Investors are closely watching the approaching deadline for President Trump's 90-day tariff reprieve, which affects most countries. It is anticipated that tariffs will revert to their original levels from April 2 within this week. On Monday, Treasury Secretary Scott Bessent spoke on CNBC's Squawk Box, indicating that several significant trade announcements are expected within the next 48 hours. Bessent noted that the upcoming days are likely to be quite eventful, though he refrained from specifying which countries would be impacted by these developments.
Further complicating the situation, President Trump issued threats over the weekend regarding the potential for additional 10% tariffs on nations that align with what he describes as Anti-American policies of the BRICS nations.
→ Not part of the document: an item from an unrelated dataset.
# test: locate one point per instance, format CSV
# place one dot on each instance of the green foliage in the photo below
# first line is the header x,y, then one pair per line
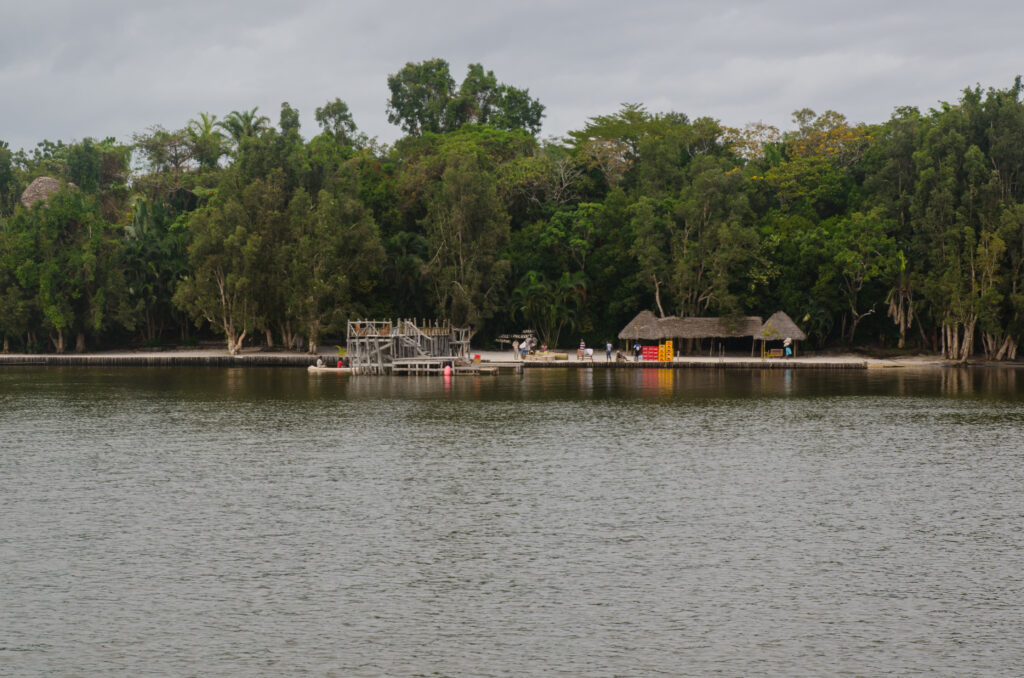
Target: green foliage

This group includes Brazil, Russia, India, and China, who are currently holding a meeting in Rio de Janeiro, Brazil. In response to these tensions, both President Trump and Commerce Secretary Howard Lutnick clarified to reporters that reciprocal tariffs will revert to their original levels starting August 1 for countries that do not secure a deal beforehand. "Tariffs go into effect August 1," Lutnick stated, while emphasizing that the president is currently determining the rates and terms of these deals.
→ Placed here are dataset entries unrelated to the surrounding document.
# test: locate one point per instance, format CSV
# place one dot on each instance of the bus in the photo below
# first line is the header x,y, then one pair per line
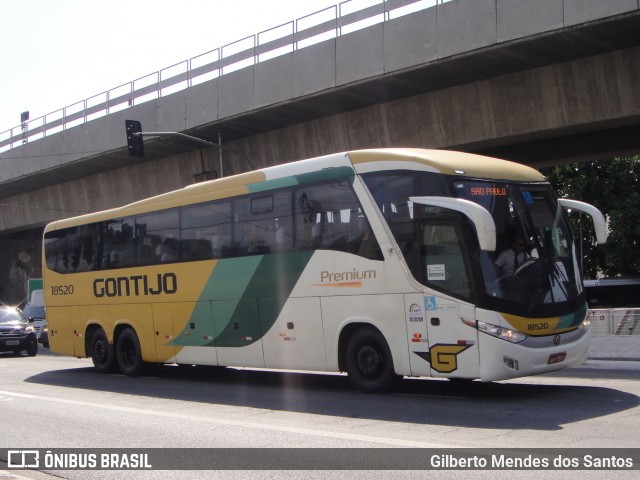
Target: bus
x,y
379,263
In a joint statement released on Sunday, the leaders of the BRICS nations criticized Trump's tariff strategies, warning against what they describe as unjustified unilateral protectionist measures. They specifically highlighted the indiscriminate increase of reciprocal tariffs as a point of concern. This ongoing tariff drama underscores the complexities of international trade relations and the potential ramifications for global markets.
As the situation evolves, market participants will continue to monitor these developments closely, understanding that the interplay of U.S. Treasury yields and trade policy will significantly influence investor sentiment and economic stability.